It’s been a while since I’ve really blogged. And I have to admit that I’m still learning what it means to be a blogger. To me, I’m just a writer. I’m not a blogger, yet. I wann’a be though… One day, I will be; I’ll have a lot more to say… Especially with all that I’ve been going through lately… which is why I’m here right now.

For the past few weeks (maybe months, I don’t keep count) I’ve been exhausted (mentally, emotionally, physically and spiritually) to the point I haven’t wanted to get out of bed… but I’ve forced myself to do so and go to work, even when/if I wasn’t feeling my best.

I strive so hard though, because I have to. I don’t have any other option, honestly. But still, so much goes on in my head on a daily basis. Stuff that I don’t know how to talk about sometimes… or I do, except the only way I can get it out is through rapping… I find myself speaking my mind a lot through writing lyrics lately instead of just sitting and talking to people. Part of it’s got to do with the social anxiety. But if I’m not writing lyrics, pouring my heart out in that way, then I’m not really talking or being raw (as honest as I could be).

With all that being said, I am now inviting you to come along with me on this journey as I rap to you… You might be able to relate to these verses that I’ve piled up and kept to myself.

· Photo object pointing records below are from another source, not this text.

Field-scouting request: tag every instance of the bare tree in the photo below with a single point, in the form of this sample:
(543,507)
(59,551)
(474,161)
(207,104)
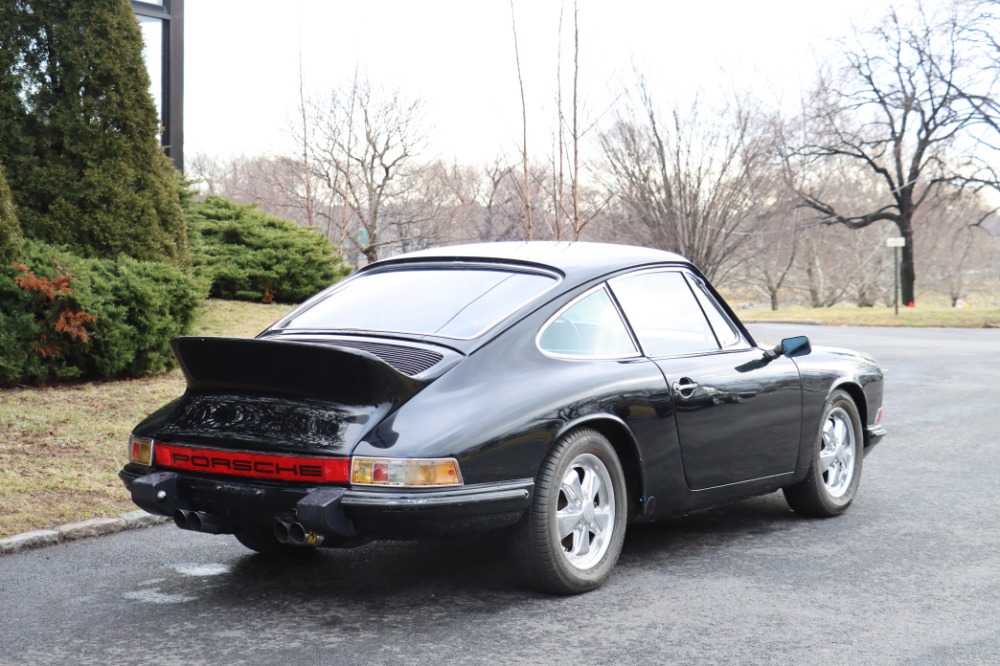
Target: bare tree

Here’s the first verse I would like to share, it’s called “Confession”:

I must confess; sometimes I’m not as strong as some people think/ I can be weak, I get depressed, I fall apart and I sink/ It’s just that Jesus’ always there to get me back on my feet/ But I promise bleed like you, and if you cut me, you’ll see//

Sometimes I wish that I was stronger, bolder; I just wann’a be a soldier/ But I get hurt and climb aboard my emotional roller coaster/ Yeah, I’m a man, but I still cry… I used to hold it all inside/ I was angry, foolish, filled with pride – you’d never catch me wipe my eyes//

But I’m done with that, no holding back – I’m moving forward, forget the past/ And I may seem whack; I’m cool with that – but I had to find a better path/ As I write I go into a place where I know I don’t have to hide/ I just get this feeling, like I’m cruising – let the windows down and ride//

My life ain’t easy, but it makes me meek… Jesus is who’s keeping me/ The only way I sleep at night; because He is the Prince of peace/ I face struggles every day, and I got friends who’ll say the same/ But we’ve overcome so much through Christ; we know that He forever reigns//

If you want to talk to me or share your opinion about the verses I put up, feel free! I would love to talk with you. Welcome to my journey… Come; walk with me.